Hire purchase or commonly called as leasing. It is a type of asset financing that allows businesses or person to possess and control an asset. It has an agreed term while paying for the rental or installment of the purchase. The platform includes the depreciation and interest.
Moreover, the Hiring Purchase fits for a business who want to purchase assets but unable immediately pay the full cost. The purchaser will pay the initial deposit. While the remaining balance and the payment of interest is over a specified period. When the remaining balance amount is paid completely, the purchaser will ultimately own the asset.
Assets are anything that has monetary value under the ownership of a company or an individual.
Furthermore, the Leasing asset financing will differ from term lending wherein the lessee does not have ownership rights to the asset. When the lease contract will end, the lessee can opt to extend the lease, return the asset, or deal the asset to a buyer. Hence, some leasers can opt to refund of 95% of the sale proceeds if they sell to a direct buyer. Typically, the refund amount will depend on the contract between the original leaser and lessee.

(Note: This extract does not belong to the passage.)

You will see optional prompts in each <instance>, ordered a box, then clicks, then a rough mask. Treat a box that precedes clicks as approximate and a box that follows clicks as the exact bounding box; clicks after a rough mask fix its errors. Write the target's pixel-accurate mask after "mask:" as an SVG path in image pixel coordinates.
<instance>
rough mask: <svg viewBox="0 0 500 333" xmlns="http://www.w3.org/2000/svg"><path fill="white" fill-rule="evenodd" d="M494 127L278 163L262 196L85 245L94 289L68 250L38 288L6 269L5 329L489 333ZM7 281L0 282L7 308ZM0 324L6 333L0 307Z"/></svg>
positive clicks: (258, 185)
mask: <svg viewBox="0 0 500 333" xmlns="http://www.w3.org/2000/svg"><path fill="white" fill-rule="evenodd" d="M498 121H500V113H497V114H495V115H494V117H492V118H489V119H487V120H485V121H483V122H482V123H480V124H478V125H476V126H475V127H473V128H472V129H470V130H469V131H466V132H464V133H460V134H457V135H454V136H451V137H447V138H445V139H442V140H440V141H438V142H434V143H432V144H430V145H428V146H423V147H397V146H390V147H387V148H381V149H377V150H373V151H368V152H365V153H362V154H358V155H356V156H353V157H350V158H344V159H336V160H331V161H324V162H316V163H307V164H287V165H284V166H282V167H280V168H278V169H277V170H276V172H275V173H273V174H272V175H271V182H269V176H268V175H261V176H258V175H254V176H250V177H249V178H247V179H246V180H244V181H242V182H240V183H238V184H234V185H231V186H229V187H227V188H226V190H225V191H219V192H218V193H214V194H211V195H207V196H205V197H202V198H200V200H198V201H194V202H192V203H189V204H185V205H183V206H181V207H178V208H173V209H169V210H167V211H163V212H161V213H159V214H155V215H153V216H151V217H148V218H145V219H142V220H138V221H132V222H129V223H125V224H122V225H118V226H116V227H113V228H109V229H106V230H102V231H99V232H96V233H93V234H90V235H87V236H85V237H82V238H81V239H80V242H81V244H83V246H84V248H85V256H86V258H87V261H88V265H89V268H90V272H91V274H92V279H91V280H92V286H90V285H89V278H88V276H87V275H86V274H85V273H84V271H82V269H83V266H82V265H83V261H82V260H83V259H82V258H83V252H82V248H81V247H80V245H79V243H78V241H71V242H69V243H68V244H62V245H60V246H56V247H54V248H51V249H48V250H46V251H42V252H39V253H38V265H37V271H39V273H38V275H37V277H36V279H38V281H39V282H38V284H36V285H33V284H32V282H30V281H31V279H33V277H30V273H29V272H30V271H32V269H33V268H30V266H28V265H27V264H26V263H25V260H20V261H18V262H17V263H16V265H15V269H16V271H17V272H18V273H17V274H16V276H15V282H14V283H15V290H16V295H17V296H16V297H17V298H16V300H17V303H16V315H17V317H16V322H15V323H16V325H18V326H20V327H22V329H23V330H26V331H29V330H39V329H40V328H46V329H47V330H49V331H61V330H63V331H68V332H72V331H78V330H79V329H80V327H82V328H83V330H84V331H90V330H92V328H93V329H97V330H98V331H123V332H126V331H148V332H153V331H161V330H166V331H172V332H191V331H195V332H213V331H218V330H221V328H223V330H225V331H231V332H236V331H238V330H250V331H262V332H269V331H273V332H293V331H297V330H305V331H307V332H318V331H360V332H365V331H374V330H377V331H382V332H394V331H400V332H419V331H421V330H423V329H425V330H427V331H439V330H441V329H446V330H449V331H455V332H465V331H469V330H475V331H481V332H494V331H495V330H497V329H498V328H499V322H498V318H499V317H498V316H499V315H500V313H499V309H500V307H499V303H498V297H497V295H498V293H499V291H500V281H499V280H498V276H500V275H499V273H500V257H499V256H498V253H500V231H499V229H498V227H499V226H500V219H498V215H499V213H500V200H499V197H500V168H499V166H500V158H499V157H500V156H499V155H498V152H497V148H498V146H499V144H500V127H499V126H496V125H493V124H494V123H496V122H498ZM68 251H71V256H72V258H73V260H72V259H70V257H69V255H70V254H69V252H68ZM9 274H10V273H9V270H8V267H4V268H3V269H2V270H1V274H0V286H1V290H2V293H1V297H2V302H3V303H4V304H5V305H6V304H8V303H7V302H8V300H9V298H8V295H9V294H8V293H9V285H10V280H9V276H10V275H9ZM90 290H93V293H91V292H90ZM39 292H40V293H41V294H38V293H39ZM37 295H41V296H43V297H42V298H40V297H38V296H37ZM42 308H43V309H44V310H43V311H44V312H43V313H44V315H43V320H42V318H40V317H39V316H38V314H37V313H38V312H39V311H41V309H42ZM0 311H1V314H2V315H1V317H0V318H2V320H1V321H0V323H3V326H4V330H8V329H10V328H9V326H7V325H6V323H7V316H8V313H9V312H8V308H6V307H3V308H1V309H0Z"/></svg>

How does Hire Purchase Agreements Work?
Remember that Hire purchase or leasing asset financing agreements are similar to rent-to-own transactions. The deal will give the lessee the option to buy at any time during the contract like the rent-to-own cars. Like rent-to-own, hire purchase is useful and beneficial for individuals that have a poor credit score. The individual can be capable of paying the credit by spreading the cost of the item over an extended period. It is not like an extension of credit. Even though the purchaser technically doesn’t own the piece until the latter completes all of the payments.
The purchase plan offers protection to the vendor other than the sales and leasing. It is because the transfer of the ownership can happen when the agreement ends. Henceforth, the establishment of the security policy is part of the deal. The vendor can quickly repossess the asset if the buyer is unable to keep up with the repayments.
When getting a hire purchase agreement, consider the following costs:
The interest rate is a charge for financing.
There are favorable assets like machinery, agricultural equipment, and vehicles that finance will give higher resale value. Moreover, there are soft purchases that are known for low resale value. The examples of low resale value are printers, vending machine, and office furniture.
The charging fees
There are charge fees that a financing company establishes for loan processing and administrative work conditions.
- Hire Purchase will allow the company to control and deploy assets without significant utilization on operation funds
- Budgeting becomes easy for the lessee because of the Fixed-rate funding. The lessee can always have a clear sight of future expenditure
- The flexible structure of the repayment scheme is available. It allows seasonal business for one repayment in a year. In this way, there is a reduction of monthly outlay. It is through factoring in a ‘balloon’ payment at the end of the term
- Hire purchase prevents the risk of an asset’s value to depreciate rapidly. It is by providing flexibility for the purchaser to enter into a new contract when the term ends.
- Financing asset acquisitions are tax efficient than standard-term loans. It is because the lease payments are listed as expenses. Although the asset depreciation also provides tax benefits, the functionality of the asset will vary depending on the extent of usage and regulation of use
- leasing asset financing can easily be accessible for businesses because the creditor and the credit can be secure since the asset is under the ownership of the financing firm.
- In some cases, depending on the financing, there are certain conditions the terms of the agreement will include the maintenance of the assets.
- The total sum of capital payments for hire purchase or leasing is higher than the full amount on the asset you will purchase
- The administrative procedures are complicated and costly whenever, in any case, there will be covenants that will apply to the terms of the agreement. Some of the examples are updates on change of equipment locations
- In instances that the business will change or reform its strategy that will result in the asset to be no longer useful, there can be early termination charges or restrictions on subleasing.